Nederland faalt nog steeds structureel in het beschermen van vrouwen tegen geweld. De Raad van Europa constateert dat er sinds 2020 nauwelijks vooruitgang is geboekt. Huiselijk geweld wordt te vaak gezien als ruzie tussen gelijken, terwijl het eigenlijk gaat om machtsmisbruik. Bij voogdijzaken houdt de rechter onvoldoende rekening met geweld. Nederland heeft te weinig opvangplekken en schrikt vrouwen af met bedenktijd bij zedendelicten. Elke acht dagen wordt hier een vrouw vermoord, meestal door haar (ex-)partner.
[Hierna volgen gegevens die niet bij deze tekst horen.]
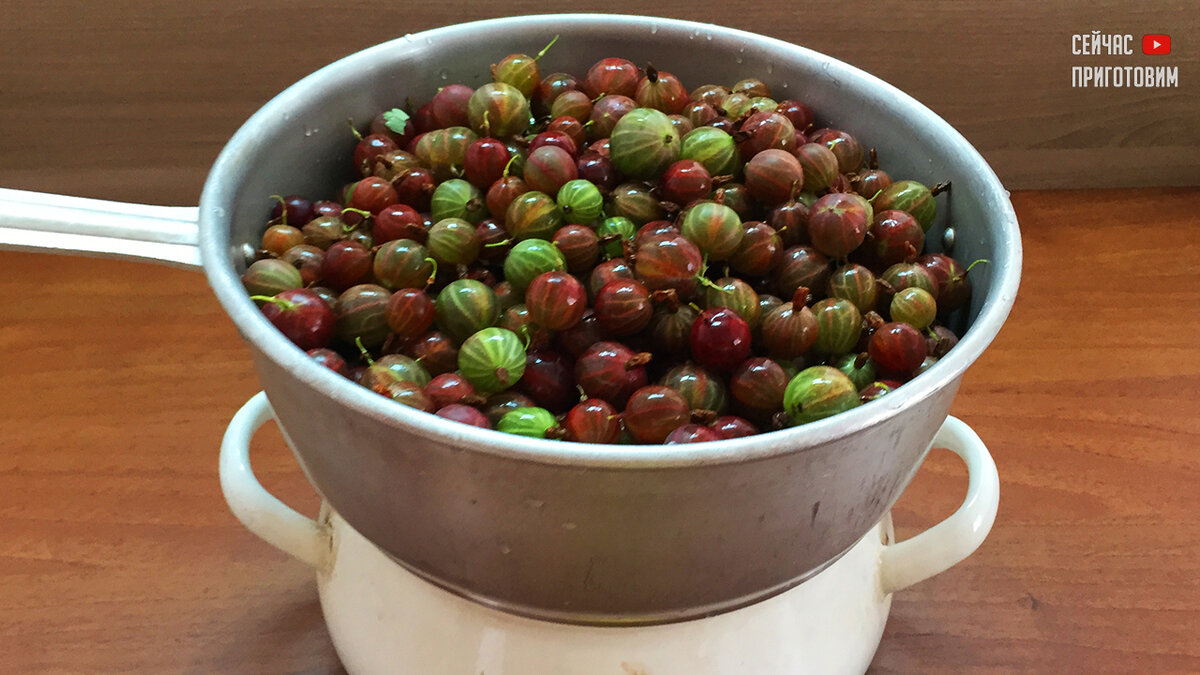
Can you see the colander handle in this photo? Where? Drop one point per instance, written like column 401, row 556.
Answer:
column 259, row 511
column 947, row 543
column 57, row 223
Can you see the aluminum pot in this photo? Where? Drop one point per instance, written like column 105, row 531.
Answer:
column 385, row 620
column 553, row 530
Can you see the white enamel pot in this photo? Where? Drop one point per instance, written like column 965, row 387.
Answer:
column 385, row 620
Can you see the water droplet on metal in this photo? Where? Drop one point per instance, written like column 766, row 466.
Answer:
column 948, row 237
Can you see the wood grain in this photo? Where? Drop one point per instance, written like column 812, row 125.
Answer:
column 117, row 551
column 133, row 100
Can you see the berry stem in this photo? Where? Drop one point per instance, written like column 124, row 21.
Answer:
column 363, row 351
column 433, row 274
column 283, row 205
column 508, row 166
column 546, row 48
column 282, row 303
column 639, row 359
column 801, row 298
column 975, row 263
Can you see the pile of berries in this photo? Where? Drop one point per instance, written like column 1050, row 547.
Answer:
column 611, row 258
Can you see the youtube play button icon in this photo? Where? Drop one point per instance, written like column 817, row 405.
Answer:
column 1156, row 45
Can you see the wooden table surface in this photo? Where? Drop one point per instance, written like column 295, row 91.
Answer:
column 117, row 551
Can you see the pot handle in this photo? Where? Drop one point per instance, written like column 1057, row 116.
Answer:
column 261, row 512
column 951, row 541
column 57, row 223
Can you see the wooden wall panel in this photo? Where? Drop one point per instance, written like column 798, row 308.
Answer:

Experts roepen op tot een fundamenteel andere aanpak waarin wordt erkend dat vrouwen hoofdzakelijk slachtoffer zijn en mannen dader.
Vijf jaar later nog steeds dezelfde problemen
GREVIO, het toezichtsorgaan van de Raad van Europa, publiceerde op 21 oktober 2025 opnieuw een vernietigend rapport over Nederland [1][2]. De experts hadden al in 2020 gewaarschuwd dat ons land de zaken niet op orde had [4]. Hun conclusie nu? Er is sindsdien weinig vooruitgang geboekt [2]. Nederland tekent het Verdrag van Istanbul in 2016, maar houdt zich er nog steeds niet aan [5]. De cijfers liegen niet: ongeveer eens in de acht dagen wordt in Nederland een vrouw gedood, vaak door haar (ex-)partner [1][7]. Dat zijn per jaar zo’n 45.625 vrouwen die sterven door mannelijk geweld. De belofte van bescherming blijft op papier staan.
Rechters zien geweld als ruzie tussen gelijken
Het grootste probleem zit in de hoofden van professionals [1][2]. Huiselijk geweld wordt te vaak gezien als een conflict tussen twee gelijken, niet als machtsmisbruik door een man [1]. Familie- en jeugdrechter Susanne Tempel erkent deze kritiek grotendeels [2]. Bij echtscheidingen en voogdijzaken wordt geweld en intieme terreur onvoldoende meegewogen [2][4]. Vrouwen en kinderen blijven zo het risico lopen op een gewelddadige (ex-)partner of vader [1]. GREVIO roept op tot meer contact- en huisverboden [1]. Ook moet de bedenktijd bij aangiftes van zedendelicten weg, omdat dit vrouwen afschrikt [1][7]. Hoogleraar Marieke Liem van de Universiteit Leiden vat het samen: ‘We moeten meer toe naar een aanpak waarin wordt herkend dat vrouwen het voornaamste slachtoffer zijn, en mannen de voornaamste dader’ [4].